I looked at Nancy and saw that Kay couldn't have been more wrong about the hard feelings. We took the elevator downstairs and Nancy said she wanted to go home. I wasn't sure whether she wanted me to trail along or not, but I stayed around anyway. We started walking toward Nancy's house on Delancey Place.
"How did you get in on this?" I asked Sheldon.
"Just by chance, old man. I dropped in at Nancy's house tonight, to see if anything interesting had happened since the painting was stolen. While I was there, you called. So Nancy told me the story and asked what we ought to do."
I didn't like the way he said "we." It was too possessive. "You told him everything?" I asked Nancy.
She jabbed an elbow warningly into my ribs, and said, "Yes, of course. I told him Kay Raymond tried to buy the painting yesterday afternoon, and that we suspected her of stealing it last night. And I told him how we got it back."

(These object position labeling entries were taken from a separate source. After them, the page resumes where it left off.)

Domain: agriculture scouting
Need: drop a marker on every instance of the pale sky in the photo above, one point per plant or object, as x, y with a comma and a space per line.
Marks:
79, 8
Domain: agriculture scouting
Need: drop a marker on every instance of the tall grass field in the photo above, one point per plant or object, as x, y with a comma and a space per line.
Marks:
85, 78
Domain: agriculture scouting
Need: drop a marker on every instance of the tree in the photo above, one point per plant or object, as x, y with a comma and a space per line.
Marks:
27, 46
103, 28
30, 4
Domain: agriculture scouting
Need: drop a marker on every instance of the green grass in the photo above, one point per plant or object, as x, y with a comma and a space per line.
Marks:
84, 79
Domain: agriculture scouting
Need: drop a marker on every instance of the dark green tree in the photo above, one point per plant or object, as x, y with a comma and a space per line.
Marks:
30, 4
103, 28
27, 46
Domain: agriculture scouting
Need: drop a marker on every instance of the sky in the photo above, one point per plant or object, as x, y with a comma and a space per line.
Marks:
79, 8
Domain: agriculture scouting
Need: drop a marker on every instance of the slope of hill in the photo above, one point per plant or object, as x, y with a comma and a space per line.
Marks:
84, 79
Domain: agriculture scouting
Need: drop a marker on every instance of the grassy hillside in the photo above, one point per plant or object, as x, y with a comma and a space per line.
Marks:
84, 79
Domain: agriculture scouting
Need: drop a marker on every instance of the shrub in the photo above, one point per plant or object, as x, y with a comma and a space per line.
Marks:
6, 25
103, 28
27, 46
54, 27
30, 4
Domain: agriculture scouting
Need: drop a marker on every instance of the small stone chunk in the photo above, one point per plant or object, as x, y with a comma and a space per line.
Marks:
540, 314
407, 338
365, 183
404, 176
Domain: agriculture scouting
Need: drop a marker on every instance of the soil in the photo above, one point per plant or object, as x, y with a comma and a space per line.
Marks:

"Can't imagine why she wanted the thing so badly," Sheldon
said. "After all, it's only a smear of color. Do you have any ideas, Pete?"
Nancy's elbow nudged me again. Apparently she didn't want me to mention the faked Van Gogh. "I don't have any ideas," I said. "You never know what will appeal to a person."
"Well, anyway," Sheldon said, "when Nancy told me the story, I wondered if we could buy off that playmate of yours."
"Don't call her my playmate."
"All right, Pete," Sheldon said, chuckling, "I admit it didn't seem like play."
"Sheldon," I said, "we'll get along better if you'll quit giving me the needle."
"Suppose I don't want to get along better?"
"Oh, stop it, both of you," Nancy said.
"I'm sorry," Sheldon said. "Pete and I have known each other a long time. Now and then we get on each other's nerves. Go ahead and tell Pete how you had that brilliant idea about the painting."
"It was really your idea, Sheldon."
"Was it? I'd forgotten. Anyway, we decided it might be worth while to try to get Miss Raymond on the phone, and offer her that painting if she would withdraw any charges against you."
"And you gave me a key to the shop yesterday," Nancy said. "So we hurried down there and found the painting under your desk pad, the way you said, and telephoned that woman from there."
"She was willing to listen to reason," Sheldon said. "In fact, if we hadn't made the offer, I think she would have suggested it."
"So that's all there was to it," Nancy said. "Now what about you, Pete?"
"Why don't I make it easy for everybody to believe?" I said. "Why don't I merely say that I dropped up to see Kay and passion got the better of me and when she resisted I tried to choke her."
"Come on now, Pete," Sheldon said. "A few things may have
got the better of you during your life, but I don't think passion is one of them."